Bu hafta din konusunu ele alacağım ve biliyorum ki bunun sonucu olarak birçok kişi de eline taş alacak, bana fırlatılmak üzere. Gardımı aldım. Bekliyorum…
Din nedir? Ne için vardır? Gönderilmiş midir? Uydurulmuş mudur?
Bunlar herkesin kafasında dolanan sorular. Bende ki cevaplar ise soruların gerçek cevapları değil benim naçizane yorumlarım.(nacizane sanırıdım ben oysa ki “Ç”yleymiş ;-)
Din nedir sorusuna yorumum; din toplum düzenini sağlayan kurallardır. Peki burada kanun ne işe yarar o zaman diye sormayacak mısınız? Elbette ki soracaksınız. Kanun da aynı amaca hizmet eder ama biraz daha mantıksal yaklaşır.
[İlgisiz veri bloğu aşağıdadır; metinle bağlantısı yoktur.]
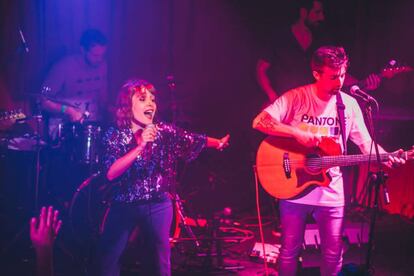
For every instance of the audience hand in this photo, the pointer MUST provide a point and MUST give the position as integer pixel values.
(43, 230)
Şimdi taşlanacağım kısma gelelim. Benim mantıksal yaklaşımım ise toplumun düzeni bozulduğunda zeki ve inandırıcılığı yüksek biri, Hz. İsa, Hz. Muhammed gibi, daha iyi bir düzen sağlamak adına, insanların manevi noktalarına dokunarak uydurdukları kurallar topluluğudur din. Bu değerli insanlar adaletin, hoşgörünün ve eşitliğin cazibesini halka yaymak için, kimilerini cehennem unsuruyla korkutarak, kimilerini cennetin ödül olacağını garanti ederek ikna etmiştir.
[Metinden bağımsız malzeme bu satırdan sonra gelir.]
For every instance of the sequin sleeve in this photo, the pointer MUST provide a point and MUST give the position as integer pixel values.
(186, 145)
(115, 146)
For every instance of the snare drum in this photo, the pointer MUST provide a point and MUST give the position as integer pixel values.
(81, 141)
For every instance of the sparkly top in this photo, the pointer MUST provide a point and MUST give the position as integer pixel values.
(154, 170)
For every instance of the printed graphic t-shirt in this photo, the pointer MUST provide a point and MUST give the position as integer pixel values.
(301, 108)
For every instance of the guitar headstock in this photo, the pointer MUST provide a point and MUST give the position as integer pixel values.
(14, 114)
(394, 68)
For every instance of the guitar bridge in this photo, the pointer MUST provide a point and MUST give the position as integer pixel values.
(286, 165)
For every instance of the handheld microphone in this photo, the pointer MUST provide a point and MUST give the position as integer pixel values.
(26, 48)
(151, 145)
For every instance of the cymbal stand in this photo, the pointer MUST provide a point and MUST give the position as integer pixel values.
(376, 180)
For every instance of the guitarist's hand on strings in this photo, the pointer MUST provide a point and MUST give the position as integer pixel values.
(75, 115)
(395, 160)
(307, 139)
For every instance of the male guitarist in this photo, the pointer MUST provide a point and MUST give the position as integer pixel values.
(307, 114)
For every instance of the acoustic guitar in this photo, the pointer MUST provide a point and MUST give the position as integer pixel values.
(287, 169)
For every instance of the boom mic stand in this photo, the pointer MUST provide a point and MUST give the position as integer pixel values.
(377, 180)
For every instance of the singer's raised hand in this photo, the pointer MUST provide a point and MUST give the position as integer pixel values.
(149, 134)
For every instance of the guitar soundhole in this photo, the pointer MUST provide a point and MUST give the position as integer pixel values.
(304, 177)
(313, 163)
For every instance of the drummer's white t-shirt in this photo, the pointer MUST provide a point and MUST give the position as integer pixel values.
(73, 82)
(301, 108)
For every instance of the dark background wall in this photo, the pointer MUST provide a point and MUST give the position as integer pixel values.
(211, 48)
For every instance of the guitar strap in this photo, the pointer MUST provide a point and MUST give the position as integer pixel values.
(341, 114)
Gel gelelim sonraki aşamalara. Her gelen bu kuralları kendi çıkarı için değiştirmiştir. Bir de kendi çıkarları ortaya çıkmasın diye insanları düşünmemeye zorlamıştır. Bizler de zaten beynimizi çalıştırmaya o kadar aciziz ki körü körüne inanmışız. Sorgusuz, sualsiz….
YARADANA ŞÜKÜRLER OLSUN ki yaratıcının verdiği beyni yasaklara rağmen kullananlar var. Sorgulayan, irdeleyen hatta bu uğurda ölümü göze alanlar var. Martin Luther bunlardan biridir. Üstelik kendisi de bir din adamıdır. Şimdi bu adam düşünmeye başladı diye zevkû sefa içindeki papazlar aferin oğlum sana mı dedi? Kilisenin zenginliğini baltalayan bu adamı alıp baş tacı mı yaptılar? Cevabı biliyorsunuz ;)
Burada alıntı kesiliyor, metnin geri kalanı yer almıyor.